Tonight, I’ve transferred Publify to a newly created Publify organization. Doing so means that Publify is not linked to my Github account, and therefore to my name, anymore. It’s a strange feeling, and I expect to feel the same when my first kid finally leave home: I’m losing something I’ve been living with for a long time ; we’ll still see each other from time to time, it will be cool but things will never be the same again.
You’ve probably never heard of Publify, but you’ve probably guessed it’s an open source Web publishing platform.
Publify had its 15 minutes of fame, and even more than this in 2004 under the name Typo. Typo was a pretty popular piece of software, and it eventually powered Ruby on Rails official weblog. Unfortunately, it was far from being perfect. Instead of fixing it, the young and fast moving Rails community left the building in the early days of 2006. Typo reached the deadpool, and I took over the project a few weeks laters.

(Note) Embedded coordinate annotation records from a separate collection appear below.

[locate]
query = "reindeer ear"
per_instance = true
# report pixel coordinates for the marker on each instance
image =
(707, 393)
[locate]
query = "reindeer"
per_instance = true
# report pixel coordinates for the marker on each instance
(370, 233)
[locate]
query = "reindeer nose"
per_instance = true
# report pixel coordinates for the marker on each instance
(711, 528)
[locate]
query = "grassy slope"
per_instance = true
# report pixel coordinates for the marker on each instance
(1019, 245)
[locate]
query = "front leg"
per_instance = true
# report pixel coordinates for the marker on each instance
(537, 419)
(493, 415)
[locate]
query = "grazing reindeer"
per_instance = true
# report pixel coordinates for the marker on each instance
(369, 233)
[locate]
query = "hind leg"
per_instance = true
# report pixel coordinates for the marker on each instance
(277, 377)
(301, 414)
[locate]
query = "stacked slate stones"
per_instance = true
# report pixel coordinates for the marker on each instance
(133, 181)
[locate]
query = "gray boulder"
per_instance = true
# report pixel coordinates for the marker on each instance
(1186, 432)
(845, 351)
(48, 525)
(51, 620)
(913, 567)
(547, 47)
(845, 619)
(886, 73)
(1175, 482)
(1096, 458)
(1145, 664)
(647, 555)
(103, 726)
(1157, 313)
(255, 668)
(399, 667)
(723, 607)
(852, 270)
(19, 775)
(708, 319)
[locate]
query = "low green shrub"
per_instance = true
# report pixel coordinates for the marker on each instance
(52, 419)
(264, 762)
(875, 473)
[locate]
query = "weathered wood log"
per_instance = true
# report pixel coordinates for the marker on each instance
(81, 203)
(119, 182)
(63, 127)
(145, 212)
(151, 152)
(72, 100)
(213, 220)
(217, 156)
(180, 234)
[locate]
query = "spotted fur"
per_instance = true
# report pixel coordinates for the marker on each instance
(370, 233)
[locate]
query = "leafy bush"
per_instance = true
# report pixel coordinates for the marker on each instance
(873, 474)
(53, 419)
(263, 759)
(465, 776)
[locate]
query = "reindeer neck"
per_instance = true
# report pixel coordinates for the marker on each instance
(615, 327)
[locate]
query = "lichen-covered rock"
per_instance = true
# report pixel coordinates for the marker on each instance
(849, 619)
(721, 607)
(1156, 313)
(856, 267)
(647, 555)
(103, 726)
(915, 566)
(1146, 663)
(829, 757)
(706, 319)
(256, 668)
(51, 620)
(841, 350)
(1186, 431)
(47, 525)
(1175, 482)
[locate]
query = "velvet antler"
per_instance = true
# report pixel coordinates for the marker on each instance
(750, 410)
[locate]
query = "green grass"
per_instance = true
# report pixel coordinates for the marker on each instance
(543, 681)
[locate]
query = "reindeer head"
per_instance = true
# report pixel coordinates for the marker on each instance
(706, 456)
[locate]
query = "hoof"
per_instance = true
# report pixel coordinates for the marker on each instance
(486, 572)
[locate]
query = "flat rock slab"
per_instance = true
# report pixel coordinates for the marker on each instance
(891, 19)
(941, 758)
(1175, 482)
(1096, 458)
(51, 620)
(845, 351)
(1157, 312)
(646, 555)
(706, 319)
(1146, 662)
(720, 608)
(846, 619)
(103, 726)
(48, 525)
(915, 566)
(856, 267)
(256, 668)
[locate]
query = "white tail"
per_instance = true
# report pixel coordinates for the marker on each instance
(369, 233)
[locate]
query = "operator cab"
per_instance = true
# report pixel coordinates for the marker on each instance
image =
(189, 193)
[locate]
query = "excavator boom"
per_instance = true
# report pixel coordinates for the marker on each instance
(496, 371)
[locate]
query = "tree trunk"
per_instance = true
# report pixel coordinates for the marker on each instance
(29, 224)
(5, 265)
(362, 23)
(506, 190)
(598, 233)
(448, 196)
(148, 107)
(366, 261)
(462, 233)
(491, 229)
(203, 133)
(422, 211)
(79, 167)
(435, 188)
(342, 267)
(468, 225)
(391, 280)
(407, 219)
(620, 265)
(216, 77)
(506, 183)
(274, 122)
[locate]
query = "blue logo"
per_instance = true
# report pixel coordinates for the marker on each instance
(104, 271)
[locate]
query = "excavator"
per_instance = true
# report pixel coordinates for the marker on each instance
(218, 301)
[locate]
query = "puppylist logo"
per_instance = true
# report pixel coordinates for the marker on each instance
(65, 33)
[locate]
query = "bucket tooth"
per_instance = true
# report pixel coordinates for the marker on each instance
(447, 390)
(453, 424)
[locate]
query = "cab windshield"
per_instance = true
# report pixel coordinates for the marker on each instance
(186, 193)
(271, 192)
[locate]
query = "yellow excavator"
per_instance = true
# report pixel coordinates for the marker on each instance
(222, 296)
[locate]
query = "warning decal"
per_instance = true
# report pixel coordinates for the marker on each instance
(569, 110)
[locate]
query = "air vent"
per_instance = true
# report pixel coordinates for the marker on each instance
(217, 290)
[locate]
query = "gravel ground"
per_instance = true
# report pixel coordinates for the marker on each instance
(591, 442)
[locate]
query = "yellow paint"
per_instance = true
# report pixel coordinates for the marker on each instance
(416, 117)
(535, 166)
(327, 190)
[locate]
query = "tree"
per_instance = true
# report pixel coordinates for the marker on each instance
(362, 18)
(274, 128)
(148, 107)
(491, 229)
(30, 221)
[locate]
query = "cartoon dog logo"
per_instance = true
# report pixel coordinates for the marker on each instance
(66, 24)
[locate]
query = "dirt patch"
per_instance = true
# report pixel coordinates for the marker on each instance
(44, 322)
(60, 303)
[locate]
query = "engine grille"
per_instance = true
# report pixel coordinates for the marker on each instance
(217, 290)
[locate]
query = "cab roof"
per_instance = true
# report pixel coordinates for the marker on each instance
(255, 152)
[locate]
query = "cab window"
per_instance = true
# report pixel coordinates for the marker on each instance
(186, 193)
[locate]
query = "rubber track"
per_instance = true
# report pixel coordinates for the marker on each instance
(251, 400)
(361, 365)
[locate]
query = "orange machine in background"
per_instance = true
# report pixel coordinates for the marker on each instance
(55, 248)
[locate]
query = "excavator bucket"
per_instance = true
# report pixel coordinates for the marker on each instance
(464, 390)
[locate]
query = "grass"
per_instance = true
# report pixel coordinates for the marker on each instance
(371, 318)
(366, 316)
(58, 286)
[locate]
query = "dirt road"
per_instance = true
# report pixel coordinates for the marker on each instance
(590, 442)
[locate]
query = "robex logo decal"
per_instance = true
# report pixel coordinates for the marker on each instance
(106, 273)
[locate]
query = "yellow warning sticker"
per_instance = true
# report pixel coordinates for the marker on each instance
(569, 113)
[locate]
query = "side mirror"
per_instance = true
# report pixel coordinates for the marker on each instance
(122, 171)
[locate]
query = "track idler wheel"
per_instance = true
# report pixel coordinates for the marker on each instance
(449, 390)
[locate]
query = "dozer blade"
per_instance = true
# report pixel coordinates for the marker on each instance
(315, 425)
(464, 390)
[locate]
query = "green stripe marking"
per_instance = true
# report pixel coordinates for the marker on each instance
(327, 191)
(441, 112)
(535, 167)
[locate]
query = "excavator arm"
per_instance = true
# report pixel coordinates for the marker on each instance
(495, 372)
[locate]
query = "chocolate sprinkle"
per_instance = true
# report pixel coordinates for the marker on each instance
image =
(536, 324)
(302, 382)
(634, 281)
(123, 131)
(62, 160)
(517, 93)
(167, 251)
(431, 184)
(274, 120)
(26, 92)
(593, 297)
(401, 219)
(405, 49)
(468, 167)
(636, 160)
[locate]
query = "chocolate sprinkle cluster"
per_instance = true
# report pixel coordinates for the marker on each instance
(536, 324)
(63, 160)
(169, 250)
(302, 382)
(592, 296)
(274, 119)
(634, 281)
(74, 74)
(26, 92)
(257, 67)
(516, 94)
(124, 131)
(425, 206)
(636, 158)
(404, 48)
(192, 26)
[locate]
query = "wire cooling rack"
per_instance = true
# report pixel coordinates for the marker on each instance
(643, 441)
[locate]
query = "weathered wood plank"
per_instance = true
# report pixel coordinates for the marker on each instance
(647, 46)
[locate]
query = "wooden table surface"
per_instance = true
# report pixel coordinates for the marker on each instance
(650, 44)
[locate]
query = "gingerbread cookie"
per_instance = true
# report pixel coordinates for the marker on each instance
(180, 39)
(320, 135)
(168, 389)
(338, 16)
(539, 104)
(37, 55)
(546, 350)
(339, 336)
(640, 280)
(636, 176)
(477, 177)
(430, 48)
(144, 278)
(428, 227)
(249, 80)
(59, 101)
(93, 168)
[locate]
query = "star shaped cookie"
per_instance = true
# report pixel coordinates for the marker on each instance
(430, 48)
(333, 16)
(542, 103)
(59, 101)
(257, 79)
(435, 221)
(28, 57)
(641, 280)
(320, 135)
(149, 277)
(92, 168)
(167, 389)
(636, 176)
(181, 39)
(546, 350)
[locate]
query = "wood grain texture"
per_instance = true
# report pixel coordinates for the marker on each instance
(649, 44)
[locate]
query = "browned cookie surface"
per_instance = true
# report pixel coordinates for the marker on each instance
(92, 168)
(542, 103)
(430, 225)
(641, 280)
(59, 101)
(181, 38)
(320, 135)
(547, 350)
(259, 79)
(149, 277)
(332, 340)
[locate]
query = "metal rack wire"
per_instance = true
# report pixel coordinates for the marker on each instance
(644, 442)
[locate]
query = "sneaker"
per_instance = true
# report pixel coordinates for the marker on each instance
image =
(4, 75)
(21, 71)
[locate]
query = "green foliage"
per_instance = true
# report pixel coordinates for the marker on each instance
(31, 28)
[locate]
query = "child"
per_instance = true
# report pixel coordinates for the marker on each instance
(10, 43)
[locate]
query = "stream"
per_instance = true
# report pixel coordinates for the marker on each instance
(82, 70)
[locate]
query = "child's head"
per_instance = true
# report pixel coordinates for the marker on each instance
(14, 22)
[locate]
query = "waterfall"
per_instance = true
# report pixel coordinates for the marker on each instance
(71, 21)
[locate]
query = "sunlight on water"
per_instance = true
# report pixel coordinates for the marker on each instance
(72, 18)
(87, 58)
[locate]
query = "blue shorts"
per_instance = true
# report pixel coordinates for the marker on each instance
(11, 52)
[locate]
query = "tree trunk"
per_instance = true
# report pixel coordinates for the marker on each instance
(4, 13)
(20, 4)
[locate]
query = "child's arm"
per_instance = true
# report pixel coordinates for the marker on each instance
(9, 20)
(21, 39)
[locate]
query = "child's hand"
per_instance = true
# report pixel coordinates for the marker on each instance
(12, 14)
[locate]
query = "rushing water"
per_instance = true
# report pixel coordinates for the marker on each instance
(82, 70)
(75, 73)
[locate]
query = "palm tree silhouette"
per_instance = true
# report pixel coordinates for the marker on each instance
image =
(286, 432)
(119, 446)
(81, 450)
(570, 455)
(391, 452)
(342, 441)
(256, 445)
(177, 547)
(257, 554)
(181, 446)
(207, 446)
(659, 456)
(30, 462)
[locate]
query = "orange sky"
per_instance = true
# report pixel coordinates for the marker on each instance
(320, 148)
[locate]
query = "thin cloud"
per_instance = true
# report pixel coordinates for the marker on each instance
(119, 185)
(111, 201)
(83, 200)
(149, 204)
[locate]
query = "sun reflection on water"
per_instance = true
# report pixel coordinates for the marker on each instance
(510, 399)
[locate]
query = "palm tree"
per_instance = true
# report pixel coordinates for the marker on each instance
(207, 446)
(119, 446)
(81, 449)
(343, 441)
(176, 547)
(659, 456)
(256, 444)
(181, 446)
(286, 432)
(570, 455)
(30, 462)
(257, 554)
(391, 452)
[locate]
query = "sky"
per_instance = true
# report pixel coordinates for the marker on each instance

We moved to Github in May 2008, and Publify switched from its own website under my name. Thinking about it, that was not a very smart move, but to be honest, I didn’t really cared about it. The Typo account was held by a maintainer who barely took care of the project anymore (even though he still uses it), and I was feeling a bit lonely with a huge amount of legacy code. Today, Publify has 4 cool maintainers, who work on the project when they have time, and it’s an actively developed project with 1139 stars, 2690 forks, 60 releases and 52 contributors. Not bad for a “dead” project we don’t communicate and advertise about.
Moving Publify away from my name is something I should have done for years now. I’ve been thinking about it since the very day Github released organizations and there are many reasons why I chose not to do it.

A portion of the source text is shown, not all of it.